The policy that most favoured booksellers barred schools from buying directly from publishers. Publishers marketed and secured orders, but deliveries had to be processed through school-designated booksellers. The arrangement fuelled the growth of thousands of bookshops eager to benefit from the FPE boom. The tragedy was that, awash with book funds, some school administrators colluded with booksellers to defraud the system.
Schools paid for books that never arrived, ordered excessive copies and, in some cases, libraries mysteriously went up in flames, only for fresh allocations to be sought for restocking.
It was procurement malpractice in its familiar African form.Then the government said enough is enough after it emerged that the one-pupil-one-book ratio remained a pipe dream. It was at that point that the purchasing of books was centralised. So booksellers should not expect that pre-2003 back-to-school boom to return. It is gone forever, barring a seismic policy change.
Another challenge for legacy bookshops is the changing definition of a book. E-books, audiobooks, podcasts, digital platforms and online subscriptions are no longer threats but opportunities for innovation. In 2026, as rents rise in Nairobi, Kampala, Dar es Salaam and other East African cities, bookshops cannot simply wait for parents to walk in with school book lists.
Young readers, too, are unlikely to embrace stores lined with “Do not touch” signs and silent staff. Bookshops must work with publishers to host launches, book signings and reading clubs. They should also support self-published authors and independent writers, creating spaces where local literary communities can thrive while generating sales.
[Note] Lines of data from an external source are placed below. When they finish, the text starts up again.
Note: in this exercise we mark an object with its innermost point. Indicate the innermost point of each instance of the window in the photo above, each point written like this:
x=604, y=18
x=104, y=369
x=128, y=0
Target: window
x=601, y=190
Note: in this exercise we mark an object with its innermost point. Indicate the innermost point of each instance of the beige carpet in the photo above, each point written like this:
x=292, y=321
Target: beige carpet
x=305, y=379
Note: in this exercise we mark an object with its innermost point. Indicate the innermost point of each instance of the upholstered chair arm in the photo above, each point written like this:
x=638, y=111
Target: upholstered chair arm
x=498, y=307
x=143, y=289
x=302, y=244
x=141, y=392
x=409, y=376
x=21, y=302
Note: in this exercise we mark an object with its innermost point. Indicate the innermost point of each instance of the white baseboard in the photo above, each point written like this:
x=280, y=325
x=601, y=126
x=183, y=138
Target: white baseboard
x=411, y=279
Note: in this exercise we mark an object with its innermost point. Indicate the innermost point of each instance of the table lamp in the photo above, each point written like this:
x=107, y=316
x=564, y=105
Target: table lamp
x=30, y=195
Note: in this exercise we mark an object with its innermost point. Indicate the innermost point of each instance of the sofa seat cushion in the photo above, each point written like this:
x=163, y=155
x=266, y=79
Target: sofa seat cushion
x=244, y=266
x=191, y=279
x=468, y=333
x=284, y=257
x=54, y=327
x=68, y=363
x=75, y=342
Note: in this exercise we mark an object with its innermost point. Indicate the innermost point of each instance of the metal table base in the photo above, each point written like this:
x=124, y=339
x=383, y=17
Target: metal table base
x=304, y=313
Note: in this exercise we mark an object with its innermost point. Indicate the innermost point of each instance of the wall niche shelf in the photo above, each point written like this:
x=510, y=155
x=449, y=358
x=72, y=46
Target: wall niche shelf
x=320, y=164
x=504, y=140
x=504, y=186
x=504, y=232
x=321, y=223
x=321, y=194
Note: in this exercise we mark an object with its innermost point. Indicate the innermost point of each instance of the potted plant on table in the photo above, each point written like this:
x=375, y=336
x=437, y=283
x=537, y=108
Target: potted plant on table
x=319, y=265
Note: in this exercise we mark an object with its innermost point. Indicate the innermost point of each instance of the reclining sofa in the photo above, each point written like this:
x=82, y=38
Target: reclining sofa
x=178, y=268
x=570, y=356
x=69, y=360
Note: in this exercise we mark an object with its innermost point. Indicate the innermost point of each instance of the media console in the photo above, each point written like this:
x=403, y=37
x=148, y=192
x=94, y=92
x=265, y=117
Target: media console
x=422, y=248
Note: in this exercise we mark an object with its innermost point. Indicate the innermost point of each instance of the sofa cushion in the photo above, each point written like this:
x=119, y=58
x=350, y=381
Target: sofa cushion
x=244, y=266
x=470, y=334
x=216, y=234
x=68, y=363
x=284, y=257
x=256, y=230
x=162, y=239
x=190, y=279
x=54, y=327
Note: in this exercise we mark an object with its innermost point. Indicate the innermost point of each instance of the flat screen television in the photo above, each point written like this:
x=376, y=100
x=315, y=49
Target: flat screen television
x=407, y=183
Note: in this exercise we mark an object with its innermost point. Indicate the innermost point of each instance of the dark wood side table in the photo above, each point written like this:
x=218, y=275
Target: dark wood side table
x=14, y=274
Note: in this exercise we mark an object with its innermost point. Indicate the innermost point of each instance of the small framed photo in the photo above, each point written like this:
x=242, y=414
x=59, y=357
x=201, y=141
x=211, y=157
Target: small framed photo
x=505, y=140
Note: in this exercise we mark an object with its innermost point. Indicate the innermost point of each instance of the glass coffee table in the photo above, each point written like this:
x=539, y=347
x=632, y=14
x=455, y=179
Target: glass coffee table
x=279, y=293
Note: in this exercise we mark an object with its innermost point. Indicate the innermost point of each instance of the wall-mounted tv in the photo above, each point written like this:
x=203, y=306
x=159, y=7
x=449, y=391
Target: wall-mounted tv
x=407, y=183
Nuria and other outlets have already begun adapting. The future of bookshops lies not just in selling books, but in building communities, curating experiences and creating lifestyles around reading. Otherwise, the growing influence of BookTok, Bookstagram, podcasts and online reading communities will leave traditional bookshops behind.
Before 2003, most local bookshops mainly stocked imported titles. With shipping costs rising, booksellers, especially major chains, should consider acquiring rights to reprint popular international books through Print on Demand and other technology-driven models.
This is not mere speculation. A few weeks ago, a leading Kenyan publisher lamented that an excellent book I had purchased was unavailable in several major stores because retailers now stock only fast-moving titles. As a result, quality books serving smaller but important audiences are disappearing from shelves.
With the textbook market shrinking and private schools offering limited opportunities, booksellers must rethink their business models. Publishers, particularly newer ones, can tell stories of supplying books worth millions only to go unpaid, forcing many to sell on credit to only a few trusted retailers.
This is not a call for booksellers to embrace extinction. It is a call to adopt new technologies and hybrid models that reflect changing lifestyles and reading habits.
Change offers an opportunity to reinvent and innovate. Those who ignore it risk becoming modern-day Rip Van Winkles, asleep while the world changes around them.